In the context of a single day, an hour or two spent scrolling through your Facebook newsfeed or Twitter timeline would seem inconsequential and would rarely inspire concern from other people who almost certainly do the exact same thing. When looking at the bigger picture though, it becomes more obvious that these seconds, minutes, and hours add up quickly, and in the context of a lifetime they amount to a whole load of time which cannot be claimed back and that could have been used more wisely. It wouldn’t be as bad if our social media use was more productive and promoted positive mental wellbeing and happiness, but anybody who has this expectation is likely to come away from their laptop or phone disappointed. The reality is more like this, at least from my experience. Family members arguing about politics. Friends sharing their holiday snaps which prove that their life is more exciting and fun than yours. People practically begging for likes, retweets, favourites, shares, and comments. People trying to accumulate as many friends and followers as possible, often resorting to attention seeking, self-pitying and narcissistic posts to achieve this.
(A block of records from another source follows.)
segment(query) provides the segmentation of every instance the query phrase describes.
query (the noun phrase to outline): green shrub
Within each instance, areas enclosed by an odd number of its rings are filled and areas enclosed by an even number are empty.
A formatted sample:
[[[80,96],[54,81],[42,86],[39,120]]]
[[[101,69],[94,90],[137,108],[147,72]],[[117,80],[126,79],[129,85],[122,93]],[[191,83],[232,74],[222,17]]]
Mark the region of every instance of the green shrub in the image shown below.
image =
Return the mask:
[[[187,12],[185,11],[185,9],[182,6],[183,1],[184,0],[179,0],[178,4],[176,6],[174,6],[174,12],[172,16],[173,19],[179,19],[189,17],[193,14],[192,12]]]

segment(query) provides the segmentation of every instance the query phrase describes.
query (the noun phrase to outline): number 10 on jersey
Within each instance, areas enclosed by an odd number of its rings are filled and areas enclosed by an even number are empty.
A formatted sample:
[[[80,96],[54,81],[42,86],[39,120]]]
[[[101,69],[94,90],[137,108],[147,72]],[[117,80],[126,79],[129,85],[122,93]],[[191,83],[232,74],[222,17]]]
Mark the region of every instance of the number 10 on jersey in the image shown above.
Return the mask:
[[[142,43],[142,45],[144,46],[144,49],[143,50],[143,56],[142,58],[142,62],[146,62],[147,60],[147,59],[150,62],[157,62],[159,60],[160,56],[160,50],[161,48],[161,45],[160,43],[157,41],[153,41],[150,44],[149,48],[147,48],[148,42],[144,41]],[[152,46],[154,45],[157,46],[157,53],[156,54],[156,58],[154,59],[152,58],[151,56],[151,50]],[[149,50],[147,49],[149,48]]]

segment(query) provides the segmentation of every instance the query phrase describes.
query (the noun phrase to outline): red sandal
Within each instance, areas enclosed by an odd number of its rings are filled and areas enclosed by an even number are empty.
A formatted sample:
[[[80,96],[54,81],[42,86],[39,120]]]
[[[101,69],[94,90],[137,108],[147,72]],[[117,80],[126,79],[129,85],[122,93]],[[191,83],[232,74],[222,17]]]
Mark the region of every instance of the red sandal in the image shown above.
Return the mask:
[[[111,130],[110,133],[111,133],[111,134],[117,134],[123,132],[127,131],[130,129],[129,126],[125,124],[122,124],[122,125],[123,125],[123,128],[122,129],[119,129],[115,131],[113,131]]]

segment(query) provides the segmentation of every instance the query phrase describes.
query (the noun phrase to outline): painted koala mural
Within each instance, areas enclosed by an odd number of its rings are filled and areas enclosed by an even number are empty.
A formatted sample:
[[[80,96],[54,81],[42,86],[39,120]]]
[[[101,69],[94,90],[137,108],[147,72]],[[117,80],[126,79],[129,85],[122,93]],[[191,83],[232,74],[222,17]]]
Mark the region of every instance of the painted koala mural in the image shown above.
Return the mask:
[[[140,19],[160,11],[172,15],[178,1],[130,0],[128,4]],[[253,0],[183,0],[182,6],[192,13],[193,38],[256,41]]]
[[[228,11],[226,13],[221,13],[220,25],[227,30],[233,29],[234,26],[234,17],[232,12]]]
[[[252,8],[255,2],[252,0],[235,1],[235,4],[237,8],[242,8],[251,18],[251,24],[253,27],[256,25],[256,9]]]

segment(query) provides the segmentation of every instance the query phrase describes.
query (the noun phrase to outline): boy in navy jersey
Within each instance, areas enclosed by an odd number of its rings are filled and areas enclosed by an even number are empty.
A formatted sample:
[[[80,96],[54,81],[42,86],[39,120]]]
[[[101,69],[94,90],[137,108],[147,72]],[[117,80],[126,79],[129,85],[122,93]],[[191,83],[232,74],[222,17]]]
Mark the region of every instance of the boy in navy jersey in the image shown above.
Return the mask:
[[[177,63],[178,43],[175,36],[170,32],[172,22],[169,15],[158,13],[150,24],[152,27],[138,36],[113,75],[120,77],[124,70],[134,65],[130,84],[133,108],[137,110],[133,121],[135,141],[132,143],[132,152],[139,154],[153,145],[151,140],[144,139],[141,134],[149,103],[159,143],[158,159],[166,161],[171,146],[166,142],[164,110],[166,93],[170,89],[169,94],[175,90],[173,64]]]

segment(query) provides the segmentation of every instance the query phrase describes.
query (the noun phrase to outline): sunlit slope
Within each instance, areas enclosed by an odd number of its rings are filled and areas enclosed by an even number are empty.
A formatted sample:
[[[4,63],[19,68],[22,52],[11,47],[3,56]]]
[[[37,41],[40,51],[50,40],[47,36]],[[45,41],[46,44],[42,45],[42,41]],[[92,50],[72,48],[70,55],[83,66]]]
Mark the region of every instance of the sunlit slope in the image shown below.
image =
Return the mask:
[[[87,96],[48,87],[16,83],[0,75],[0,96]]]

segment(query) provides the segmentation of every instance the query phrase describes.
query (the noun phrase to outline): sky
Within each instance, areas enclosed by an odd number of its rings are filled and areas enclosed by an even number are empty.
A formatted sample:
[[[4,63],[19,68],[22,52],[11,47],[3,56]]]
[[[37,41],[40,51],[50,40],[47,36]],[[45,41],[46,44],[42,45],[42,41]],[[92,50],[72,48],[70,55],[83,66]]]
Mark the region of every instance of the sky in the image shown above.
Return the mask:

Irrelevant and intrusive ads. Clickbait articles. Fake news. The list goes on.
That I was addicted to social media was a very difficult thing to admit, but it was also an incredibly liberating thing too, because it gave me a starting point from which I could deal with the problem directly. I had developed a very unhealthy relationship with my phone which seemed to have more control of me that I had of it, and that’s when I knew that I needed to do something drastic. Where I would previously jump on any Facebook, Twitter, Reddit, or Instagram notifications with predictable optimism that my post had been liked, retweeted, shared, favourited, or commented on, I have now turned notifications off for all of these social media platforms. Where I would normally spend anywhere between two to three hours a day browsing my social media accounts, I will now dedicate only a few seconds of my day to quickly check my social media accounts for any important updates. Where I would casually take my phone out at the dinner table, or worst of all whilst I was having conversions with the people I care about, I will now make an effort to keep my phone zipped away in my pocket during these times. I have also purged my phone of social media apps that I no longer use or particularly care for, Snapchat being one of them!
One of the biggest obstacles that I had to overcome when I decided to cut back on my social media use was the fear of missing out, the nicotine of social media addiction which keeps people coming back again and again to satisfy their curiosity. But in all honesty, I didn’t feel like I was missing out on anything important that I wouldn’t be able to access outside the realm of social media. I have very quickly come to realise that I don’t need to be on social media to enhance my life, and with all the additional time that I have reclaimed back I am now able to read more books, learn new things, converse more with my friends and family, engage more with more interesting communities both offline and online, and most importantly get outside more! Additionally, all of the negative feelings that I had from constantly comparing my life to the seemingly perfect lives of friends, and even strangers, had vanished. It was one of the best decisions I have made, and if anyone else is considering a social media detox, especially given that people will start to be thinking about new year’s resolutions for 2019, they should definitely do it!